Relative ARL differences of five VS-based control charts for several OC scenarios (see the Appendix for labels in the x axis)

A negative (positive) value of (11) can be interpreted as a quicker reaction (slower) reaction of the s-th control chart to the r-th OC situation, when compared to the other VS-based control charts.
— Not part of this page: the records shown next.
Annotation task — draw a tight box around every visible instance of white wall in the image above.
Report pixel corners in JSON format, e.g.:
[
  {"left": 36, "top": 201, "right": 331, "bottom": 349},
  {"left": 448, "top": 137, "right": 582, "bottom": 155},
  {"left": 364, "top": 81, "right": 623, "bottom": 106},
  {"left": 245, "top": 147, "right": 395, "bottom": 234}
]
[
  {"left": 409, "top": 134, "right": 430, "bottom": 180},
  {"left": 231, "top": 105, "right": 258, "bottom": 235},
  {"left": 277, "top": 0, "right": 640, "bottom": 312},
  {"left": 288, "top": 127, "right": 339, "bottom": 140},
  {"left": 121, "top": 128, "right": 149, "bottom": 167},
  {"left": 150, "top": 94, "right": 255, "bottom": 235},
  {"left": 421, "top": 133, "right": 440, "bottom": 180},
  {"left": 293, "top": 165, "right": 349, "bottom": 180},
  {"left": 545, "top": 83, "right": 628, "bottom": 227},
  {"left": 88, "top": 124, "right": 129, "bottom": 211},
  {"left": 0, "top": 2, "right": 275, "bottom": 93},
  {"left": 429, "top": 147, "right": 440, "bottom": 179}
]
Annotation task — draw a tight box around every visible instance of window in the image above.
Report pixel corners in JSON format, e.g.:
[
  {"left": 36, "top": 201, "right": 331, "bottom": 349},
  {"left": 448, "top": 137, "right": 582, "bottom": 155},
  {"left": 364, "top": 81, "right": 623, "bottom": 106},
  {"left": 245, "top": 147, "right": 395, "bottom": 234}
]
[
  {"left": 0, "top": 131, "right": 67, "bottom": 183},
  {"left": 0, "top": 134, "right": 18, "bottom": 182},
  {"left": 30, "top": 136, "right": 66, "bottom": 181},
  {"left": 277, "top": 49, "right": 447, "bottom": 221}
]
Results show that, independently from the multivariate control charts, the forward- and the LAR-based schemes show a similar behavior that seems to be quite stable throughout all the different practical contexts. However, while LASSO shows a substantially negligible advantage for some out-of-control situations, it can also show a relatively large degradation for other applications, such as nonparametric profile monitoring. Further, monitoring schemes based on the same VS algorithm but on different elementary control statistics, i.e., on S t, k or V t, k , offer essentially the same performance.

4 Conclusions

In this paper, we compared the performance of multivariate control charts based on three different variable selection procedures. In particular, the compared multivariate control charts have been implemented for detecting many out-of-control conditions, even involving increases in process variation, for several MSPC frameworks. Results show that whereas control charts consisting of the aggregation of several control statistics, such as those proposed by Zou and Qiu (2009) and Capizzi and Masarotto (2011), behave quite similarly for different OC applications, suggestions can be given to practitioners concerning the particular variable selection procedure to use. As discussed before, the LASSO-based control charts can show an unsatisfactory performance in detecting some particular OC situations. However, the forward and LAR-based procedures can be considered substantially equivalent in terms of OC ARL performance for the investigated practical applications. Thus, from a practical point of view, multivariate control charts based on forward selection could be more appealing to users since these charts are more intuitive and simpler to implement.